Le Nightly comprend que l’officier accusé, qui sera bientôt soumis à une cour martiale pour huit chefs d’accusation distincts mais non précisés, a quitté les forces de défense australiennes au cours des dernières années.

Une période de procès pouvant aller jusqu’à six semaines a été fixée pour la cour martiale qui devrait s’ouvrir dans un centre de défense de Canberra en septembre et être entendue devant le juge-avocat en chef de l’ADF, le général de division Michael Cowen KC.

Fin juin, une audience préliminaire de cinq jours sur cette affaire s’est tenue à la base navale HMAS Stirling, en Australie occidentale, au cours de laquelle les représentants légaux se sont rendus à Perth pour une procédure également supervisée par le major-général Cowen.

Des personnalités proches des allégations ont admis qu’en raison de l’ancienneté des membres accusés des ADF, il était initialement difficile de trouver un officier supérieur pour participer à la cour martiale étant donné qu’il n’y avait pas de conflit.

Les chiffres ont également indiqué à The Nightly que l’affaire complexe examinerait l’interaction entre l’ancien groupe de capacité et de maintien en puissance au sein de la Défense et plusieurs grandes entreprises militaires qui effectuent la maintenance au chantier naval d’Henderson.

Plus tôt cette année, The Nightly a appris que des représentants de l’industrie de la défense ainsi que des responsables du ministère avaient été contactés par des enquêteurs militaires avant l’ouverture officielle d’une cour martiale.

The Nightly comprend que les activités faisant l’objet de l’enquête ont eu lieu sous le précédent gouvernement de coalition et avant que le gouvernement albanais n’arrive au pouvoir en 2022, mais il n’est pas clair si l’affaire a été traitée par une procédure disciplinaire militaire plutôt que par un tribunal civil.

Le ministère de la Défense a refusé de répondre à plusieurs questions détaillées soumises par The Nightly la semaine dernière, citant les obligations découlant de la loi sur la protection de la vie privée comme raison pour laquelle les noms et les grades militaires des accusés ont jusqu’à présent été supprimés par les ADF.

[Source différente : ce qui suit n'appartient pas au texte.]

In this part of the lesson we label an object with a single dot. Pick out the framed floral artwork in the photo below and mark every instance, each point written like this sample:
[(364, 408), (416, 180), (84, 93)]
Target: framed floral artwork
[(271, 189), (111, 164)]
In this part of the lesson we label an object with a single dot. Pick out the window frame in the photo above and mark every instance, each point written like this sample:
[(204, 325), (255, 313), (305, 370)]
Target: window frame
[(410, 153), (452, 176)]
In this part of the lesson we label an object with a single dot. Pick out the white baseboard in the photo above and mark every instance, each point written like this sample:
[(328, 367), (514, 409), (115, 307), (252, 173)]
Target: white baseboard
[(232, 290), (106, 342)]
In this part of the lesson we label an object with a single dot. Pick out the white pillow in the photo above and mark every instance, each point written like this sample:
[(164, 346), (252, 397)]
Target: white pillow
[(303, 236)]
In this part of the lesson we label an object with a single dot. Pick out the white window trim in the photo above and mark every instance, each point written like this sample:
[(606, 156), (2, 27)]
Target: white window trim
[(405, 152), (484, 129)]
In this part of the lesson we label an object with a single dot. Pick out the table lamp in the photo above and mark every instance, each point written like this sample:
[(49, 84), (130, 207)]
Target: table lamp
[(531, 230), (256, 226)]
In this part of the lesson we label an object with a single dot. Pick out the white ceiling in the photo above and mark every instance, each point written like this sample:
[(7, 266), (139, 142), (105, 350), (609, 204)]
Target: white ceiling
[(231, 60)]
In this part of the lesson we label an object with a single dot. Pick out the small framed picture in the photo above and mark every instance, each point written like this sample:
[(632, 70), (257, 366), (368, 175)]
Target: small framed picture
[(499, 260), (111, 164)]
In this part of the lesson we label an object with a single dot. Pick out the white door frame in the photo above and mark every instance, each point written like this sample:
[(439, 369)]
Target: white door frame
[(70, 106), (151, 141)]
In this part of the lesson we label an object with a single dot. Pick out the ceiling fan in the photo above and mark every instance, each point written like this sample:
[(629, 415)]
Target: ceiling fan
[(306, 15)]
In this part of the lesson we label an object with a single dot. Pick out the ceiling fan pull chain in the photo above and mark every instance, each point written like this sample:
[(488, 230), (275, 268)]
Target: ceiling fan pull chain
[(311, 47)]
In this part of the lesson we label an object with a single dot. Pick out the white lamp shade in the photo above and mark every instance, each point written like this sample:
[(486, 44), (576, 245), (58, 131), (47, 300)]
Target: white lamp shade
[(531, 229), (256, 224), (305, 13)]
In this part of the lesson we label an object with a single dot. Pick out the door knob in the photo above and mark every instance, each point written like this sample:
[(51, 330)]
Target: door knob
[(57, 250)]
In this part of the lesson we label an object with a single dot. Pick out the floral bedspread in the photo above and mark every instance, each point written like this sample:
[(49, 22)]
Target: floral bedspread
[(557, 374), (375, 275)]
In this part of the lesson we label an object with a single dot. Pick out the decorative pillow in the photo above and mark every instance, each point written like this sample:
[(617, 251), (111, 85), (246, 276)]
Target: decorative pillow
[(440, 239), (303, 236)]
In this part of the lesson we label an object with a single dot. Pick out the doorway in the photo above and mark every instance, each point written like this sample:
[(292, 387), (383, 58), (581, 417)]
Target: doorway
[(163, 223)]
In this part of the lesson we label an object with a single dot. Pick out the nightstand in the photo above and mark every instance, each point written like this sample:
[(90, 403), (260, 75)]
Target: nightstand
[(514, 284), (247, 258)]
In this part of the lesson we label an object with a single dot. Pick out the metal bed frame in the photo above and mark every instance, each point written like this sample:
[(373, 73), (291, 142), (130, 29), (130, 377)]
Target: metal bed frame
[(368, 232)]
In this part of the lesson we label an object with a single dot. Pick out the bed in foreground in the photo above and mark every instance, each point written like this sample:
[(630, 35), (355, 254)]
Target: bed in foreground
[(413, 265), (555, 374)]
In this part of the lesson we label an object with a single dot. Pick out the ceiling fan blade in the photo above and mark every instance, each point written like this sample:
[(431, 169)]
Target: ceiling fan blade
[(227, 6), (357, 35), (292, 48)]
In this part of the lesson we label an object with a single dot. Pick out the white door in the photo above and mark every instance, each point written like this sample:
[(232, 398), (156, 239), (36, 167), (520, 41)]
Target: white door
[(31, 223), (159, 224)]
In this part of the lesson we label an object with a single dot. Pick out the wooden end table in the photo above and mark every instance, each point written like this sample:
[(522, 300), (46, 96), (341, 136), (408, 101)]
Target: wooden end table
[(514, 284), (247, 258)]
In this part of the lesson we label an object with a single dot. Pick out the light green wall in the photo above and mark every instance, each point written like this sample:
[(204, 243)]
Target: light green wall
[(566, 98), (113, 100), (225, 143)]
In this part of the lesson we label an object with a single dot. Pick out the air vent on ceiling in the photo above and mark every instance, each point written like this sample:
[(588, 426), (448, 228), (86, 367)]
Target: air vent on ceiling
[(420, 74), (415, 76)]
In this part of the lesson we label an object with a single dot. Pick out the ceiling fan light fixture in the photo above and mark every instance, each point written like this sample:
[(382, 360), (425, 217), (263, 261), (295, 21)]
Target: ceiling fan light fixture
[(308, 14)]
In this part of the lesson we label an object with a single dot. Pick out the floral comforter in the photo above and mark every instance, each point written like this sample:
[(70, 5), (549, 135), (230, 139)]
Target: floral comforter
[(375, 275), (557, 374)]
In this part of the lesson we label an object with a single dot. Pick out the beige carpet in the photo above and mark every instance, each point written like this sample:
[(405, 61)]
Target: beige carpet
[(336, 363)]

L’année dernière, le National Audit Office australien a constaté que les responsables de la défense n’avaient pas correctement documenté et enquêté sur les allégations de corruption formulées contre des entrepreneurs navals, dans un rapport cinglant sur la commission et l’entretien de deux grands navires de guerre, valant plusieurs milliards de dollars.

L’ANAO a révélé que la Défense avait également établi qu’il n’y avait pas de conflit d’intérêts lorsque de hauts fonctionnaires étaient impliqués dans la recherche d’un fournisseur pour accepter un contrat de maintenance et de réparation de 700 millions de dollars, puis avaient accepté l’offre d’emploi et le soumissionnaire retenu au milieu du processus.

Il y a dix ans, un officier de la marine australienne a été impliqué dans le scandale massif de corruption du « Fat Leonard » impliquant des dizaines de militaires accusés de corruption.

En 2019, l’ancien lieutenant-commandant Alexander Bryan Gillett a évité la prison après avoir plaidé coupable à six chefs d’accusation pour avoir aidé à fournir des informations sur les expéditions à l’homme d’affaires singapourien Leonard Francis alors qu’il était en poste dans la marine américaine.